V'era, per esempio, nella sala grande, legato all'intarsio d'uno stipo con un nastro senza più colore, un calendario di vent'anni addietro, il quale, sopra un foglio giallo, segnava il giorno ventidue di Novembre — Santa Cecilia Vergine — un venerdì.

Oh, com'era pieno di mistero quel calendario vecchio di vent'anni, fermatosi ad una estate di San Martino! E, chissà mai per qual motivo, dopo quel giorno così remoto la mano calma dell'abitatrice non aveva potuto sfogliarlo più....

Così pure, in un angolo, dal braccio proteso di una statua moresca d'ebano dipinto, pendeva una borsa da lavoro, fatta di una stoffa che pareva broccato, a fiorami verdi e oro, con molta polvere nelle sue pieghe. Di fianco al pianoforte erano fasci di spartiti ammucchiati negli scaffali da chissà quanti anni, e lì presso, da un vaso di maiolica, fioriva pomposamente un grande mazzo di penne di pavone. Tutte queste cose parevano essere le abitatrici del luogo taciturno e maravigliarsi della luce, infastidirsi del rumore.

Non avevo mai voluto che gli operai ponessero mano a rinnovar questa dimora, in cui facevo per il consueto brevi e radi soggiorni al tempo dei raccolti.

Il giardino era vasto, invaso dall'esuberanza dei fiori selvatici, tra le piante coltivate che ornavano le serre, i prati, le aiuole. Un ponte di legno rustico varcava un torrentello sotto l'arco d'un padiglione arboreo, ed il giardino continuava di là, perdendosi nella sùbita foresta. Da un lato lo chiudeva il fiume, suscitando un acciottolìo continuo sotto le dense capigliature dei rami; l'acqua corrente alimentava le molteplici fontane. Dall'altro lato era il frutteto, chiuso per intorno da una folta siepe, nella quale s'arrampicava il caprifoglio selvatico.

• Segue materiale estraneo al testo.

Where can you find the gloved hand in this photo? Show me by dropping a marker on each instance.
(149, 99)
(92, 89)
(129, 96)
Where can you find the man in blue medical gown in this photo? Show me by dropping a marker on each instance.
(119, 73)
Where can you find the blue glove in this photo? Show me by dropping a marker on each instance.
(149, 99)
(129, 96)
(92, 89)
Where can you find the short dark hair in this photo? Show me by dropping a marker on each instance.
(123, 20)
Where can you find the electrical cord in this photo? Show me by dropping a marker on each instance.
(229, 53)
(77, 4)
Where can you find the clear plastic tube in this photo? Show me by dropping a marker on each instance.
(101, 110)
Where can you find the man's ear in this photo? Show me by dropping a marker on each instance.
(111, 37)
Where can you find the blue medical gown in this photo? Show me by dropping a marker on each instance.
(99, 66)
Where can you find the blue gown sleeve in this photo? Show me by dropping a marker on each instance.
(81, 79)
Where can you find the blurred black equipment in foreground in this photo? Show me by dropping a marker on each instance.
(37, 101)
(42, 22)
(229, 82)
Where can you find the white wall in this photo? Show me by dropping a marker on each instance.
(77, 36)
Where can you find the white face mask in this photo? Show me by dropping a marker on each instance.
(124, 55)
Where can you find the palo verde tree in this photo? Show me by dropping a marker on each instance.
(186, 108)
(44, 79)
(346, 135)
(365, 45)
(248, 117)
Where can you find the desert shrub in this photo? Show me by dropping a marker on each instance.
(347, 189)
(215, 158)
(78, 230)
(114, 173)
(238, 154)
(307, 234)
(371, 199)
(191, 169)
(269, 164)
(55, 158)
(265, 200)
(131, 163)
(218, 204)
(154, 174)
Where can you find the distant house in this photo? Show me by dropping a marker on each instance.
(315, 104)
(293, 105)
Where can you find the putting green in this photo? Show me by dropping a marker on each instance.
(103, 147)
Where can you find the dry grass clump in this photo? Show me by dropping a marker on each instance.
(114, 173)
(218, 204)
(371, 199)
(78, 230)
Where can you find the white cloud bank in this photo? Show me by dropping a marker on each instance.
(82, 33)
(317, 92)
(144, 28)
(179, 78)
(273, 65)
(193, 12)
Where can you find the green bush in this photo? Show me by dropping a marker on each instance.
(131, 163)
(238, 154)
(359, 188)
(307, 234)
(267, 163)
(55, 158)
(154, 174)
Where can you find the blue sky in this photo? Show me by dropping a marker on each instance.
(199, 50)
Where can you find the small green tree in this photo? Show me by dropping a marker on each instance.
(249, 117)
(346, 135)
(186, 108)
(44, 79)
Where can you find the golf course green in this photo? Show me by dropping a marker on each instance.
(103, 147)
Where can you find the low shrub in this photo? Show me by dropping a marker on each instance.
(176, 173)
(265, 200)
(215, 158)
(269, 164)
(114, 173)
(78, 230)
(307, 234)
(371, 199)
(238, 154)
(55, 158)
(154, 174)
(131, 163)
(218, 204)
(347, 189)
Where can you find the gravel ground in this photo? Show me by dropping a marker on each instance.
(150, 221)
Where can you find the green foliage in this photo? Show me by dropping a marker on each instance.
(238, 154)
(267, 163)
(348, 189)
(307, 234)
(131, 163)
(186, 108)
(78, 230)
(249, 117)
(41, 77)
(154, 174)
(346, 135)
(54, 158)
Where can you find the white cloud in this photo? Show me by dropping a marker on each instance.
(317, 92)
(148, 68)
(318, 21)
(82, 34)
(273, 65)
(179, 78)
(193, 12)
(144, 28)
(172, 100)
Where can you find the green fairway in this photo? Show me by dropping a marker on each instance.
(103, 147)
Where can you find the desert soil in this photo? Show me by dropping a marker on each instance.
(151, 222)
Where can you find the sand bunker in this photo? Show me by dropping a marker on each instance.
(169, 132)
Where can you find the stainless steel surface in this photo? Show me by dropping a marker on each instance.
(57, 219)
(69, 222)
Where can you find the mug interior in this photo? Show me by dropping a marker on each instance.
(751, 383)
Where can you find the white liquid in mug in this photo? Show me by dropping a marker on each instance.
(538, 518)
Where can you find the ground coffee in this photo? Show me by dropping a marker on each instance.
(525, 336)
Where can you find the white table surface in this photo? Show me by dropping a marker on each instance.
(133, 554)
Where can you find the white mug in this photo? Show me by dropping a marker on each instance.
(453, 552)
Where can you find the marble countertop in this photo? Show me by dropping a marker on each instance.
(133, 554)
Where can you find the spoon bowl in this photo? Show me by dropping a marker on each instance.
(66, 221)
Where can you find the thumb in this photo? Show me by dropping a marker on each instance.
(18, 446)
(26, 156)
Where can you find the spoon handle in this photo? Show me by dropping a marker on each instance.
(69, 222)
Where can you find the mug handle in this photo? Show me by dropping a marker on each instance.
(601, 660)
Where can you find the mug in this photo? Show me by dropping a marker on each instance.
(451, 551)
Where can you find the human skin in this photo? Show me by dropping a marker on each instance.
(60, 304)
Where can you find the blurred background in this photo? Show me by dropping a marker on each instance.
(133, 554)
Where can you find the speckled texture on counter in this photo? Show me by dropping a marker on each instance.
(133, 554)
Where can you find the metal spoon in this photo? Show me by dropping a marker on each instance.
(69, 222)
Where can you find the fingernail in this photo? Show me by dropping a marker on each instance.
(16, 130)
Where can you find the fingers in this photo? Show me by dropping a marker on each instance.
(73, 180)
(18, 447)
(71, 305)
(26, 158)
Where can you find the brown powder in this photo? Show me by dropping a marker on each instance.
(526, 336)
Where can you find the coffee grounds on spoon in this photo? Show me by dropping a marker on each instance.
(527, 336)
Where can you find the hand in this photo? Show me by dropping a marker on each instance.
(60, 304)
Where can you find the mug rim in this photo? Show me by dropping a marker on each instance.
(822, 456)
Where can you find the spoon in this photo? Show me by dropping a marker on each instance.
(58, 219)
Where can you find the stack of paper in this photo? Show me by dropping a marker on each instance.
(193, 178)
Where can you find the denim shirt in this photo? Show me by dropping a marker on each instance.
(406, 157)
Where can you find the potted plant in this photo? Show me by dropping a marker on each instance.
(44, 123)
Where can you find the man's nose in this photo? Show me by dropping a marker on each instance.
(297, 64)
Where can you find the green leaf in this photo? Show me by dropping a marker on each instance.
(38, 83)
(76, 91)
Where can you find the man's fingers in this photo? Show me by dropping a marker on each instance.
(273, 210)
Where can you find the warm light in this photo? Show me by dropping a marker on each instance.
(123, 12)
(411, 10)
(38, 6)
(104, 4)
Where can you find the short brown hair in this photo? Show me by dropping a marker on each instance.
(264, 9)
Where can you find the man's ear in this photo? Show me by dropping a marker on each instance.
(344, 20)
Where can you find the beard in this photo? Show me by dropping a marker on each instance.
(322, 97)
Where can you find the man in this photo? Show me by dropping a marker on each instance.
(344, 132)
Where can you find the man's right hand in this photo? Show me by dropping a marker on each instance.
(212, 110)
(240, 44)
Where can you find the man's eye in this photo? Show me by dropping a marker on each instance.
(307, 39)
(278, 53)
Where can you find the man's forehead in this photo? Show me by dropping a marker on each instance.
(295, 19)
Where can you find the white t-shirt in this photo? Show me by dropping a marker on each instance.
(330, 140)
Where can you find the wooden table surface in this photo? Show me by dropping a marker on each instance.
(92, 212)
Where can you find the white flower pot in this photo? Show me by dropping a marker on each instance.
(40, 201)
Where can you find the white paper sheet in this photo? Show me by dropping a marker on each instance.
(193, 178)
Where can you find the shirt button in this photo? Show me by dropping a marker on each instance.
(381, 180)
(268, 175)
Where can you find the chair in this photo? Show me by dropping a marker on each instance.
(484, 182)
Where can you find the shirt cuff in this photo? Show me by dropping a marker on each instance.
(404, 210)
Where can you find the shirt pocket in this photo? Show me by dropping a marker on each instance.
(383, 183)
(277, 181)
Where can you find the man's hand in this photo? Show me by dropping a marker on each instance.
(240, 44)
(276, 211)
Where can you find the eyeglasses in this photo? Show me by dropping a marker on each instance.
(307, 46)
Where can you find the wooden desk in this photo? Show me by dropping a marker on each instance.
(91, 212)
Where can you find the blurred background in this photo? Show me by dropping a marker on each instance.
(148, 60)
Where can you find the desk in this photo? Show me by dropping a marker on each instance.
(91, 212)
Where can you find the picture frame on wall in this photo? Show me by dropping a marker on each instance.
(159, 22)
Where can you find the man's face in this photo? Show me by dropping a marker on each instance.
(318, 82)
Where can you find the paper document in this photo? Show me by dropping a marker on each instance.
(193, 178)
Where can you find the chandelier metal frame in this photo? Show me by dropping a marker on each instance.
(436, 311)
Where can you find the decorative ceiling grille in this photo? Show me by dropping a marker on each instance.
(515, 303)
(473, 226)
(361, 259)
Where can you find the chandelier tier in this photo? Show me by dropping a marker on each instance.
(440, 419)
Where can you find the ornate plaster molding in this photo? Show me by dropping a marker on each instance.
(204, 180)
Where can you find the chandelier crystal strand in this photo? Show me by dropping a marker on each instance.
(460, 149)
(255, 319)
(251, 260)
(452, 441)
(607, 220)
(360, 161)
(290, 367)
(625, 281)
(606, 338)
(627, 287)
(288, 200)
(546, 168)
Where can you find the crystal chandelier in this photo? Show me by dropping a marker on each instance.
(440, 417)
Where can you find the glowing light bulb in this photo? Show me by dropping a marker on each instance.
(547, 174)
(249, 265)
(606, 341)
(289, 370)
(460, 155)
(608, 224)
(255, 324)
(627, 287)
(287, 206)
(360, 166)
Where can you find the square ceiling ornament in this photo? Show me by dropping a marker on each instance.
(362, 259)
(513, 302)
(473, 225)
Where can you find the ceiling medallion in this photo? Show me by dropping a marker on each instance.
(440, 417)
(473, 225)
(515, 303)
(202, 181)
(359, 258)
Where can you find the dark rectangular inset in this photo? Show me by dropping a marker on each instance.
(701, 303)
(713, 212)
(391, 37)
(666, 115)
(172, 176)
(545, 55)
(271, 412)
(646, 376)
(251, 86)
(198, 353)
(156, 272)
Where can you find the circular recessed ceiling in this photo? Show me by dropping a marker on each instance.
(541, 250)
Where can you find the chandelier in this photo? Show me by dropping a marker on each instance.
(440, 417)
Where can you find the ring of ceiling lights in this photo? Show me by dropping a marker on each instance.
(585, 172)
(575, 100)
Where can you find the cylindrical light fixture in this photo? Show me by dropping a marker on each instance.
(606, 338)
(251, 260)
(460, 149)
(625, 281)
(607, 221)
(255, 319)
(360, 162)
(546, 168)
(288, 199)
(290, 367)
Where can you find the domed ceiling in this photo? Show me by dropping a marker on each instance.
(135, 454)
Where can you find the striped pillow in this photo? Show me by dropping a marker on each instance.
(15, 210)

[pg!107] E i galli, dall'uno all'altro pollaio, prolungavano il loro canto con impetuosa emulazione.

I miei contadini avevano sparsa per le campagne quasi una leggenda su la bellezza di Elena, e tutte le fanciulle, passando, si affacciavano ai cancelli, parlavano e ridevano forte per farsi guardare, quand'ella usciva nel giardino.

La nostra vita era semplice, buona, satura di gioia; talora non conoscevo più limiti alla mia felicità. Mi pareva di riavvicinarmi alla terra, di ritrovare una poesia nuova ne' miracoli della primavera, e spesso mi pervadeva con esaltazione il bisogno di ammirare, di ringraziare, di accogliere più sensi dentro l'anima, di espandere tutte le mie forze fino all'esaurimento. I giorni passavano per noi con una rapidità incredibile, così da farci perdere la nozione del tempo. Avevamo quasi paura di guardar lontano, ed entrambi, come per una concordia pattuita in silenzio, indugiavamo inerti nella delizia dell'ora fugace. Una vita sovrabbondante si agitava in noi, prostrandoci a volte sotto l'eccesso della sua violenza e rendendoci soavemente neghittosi ad ogni sforzo morale.

Invece le nostre virtù comunicative si erano estremamente affinate: un gesto di Elena mi faceva comprendere il suo pensiero, come una mia parola sapeva esprimerle tutto il mio mondo interiore. La sua vita intima cadeva sotto il dominio vigile de' miei sensi, ed il mio spirito non faceva che ardere nel maraviglioso e continuo desiderio di lei.

Elena veramente aveva compiuto il miracolo di rendermi la mia giovinezza, come un fresco dono, e tutto il mio sopito essere in lei si rigenerava.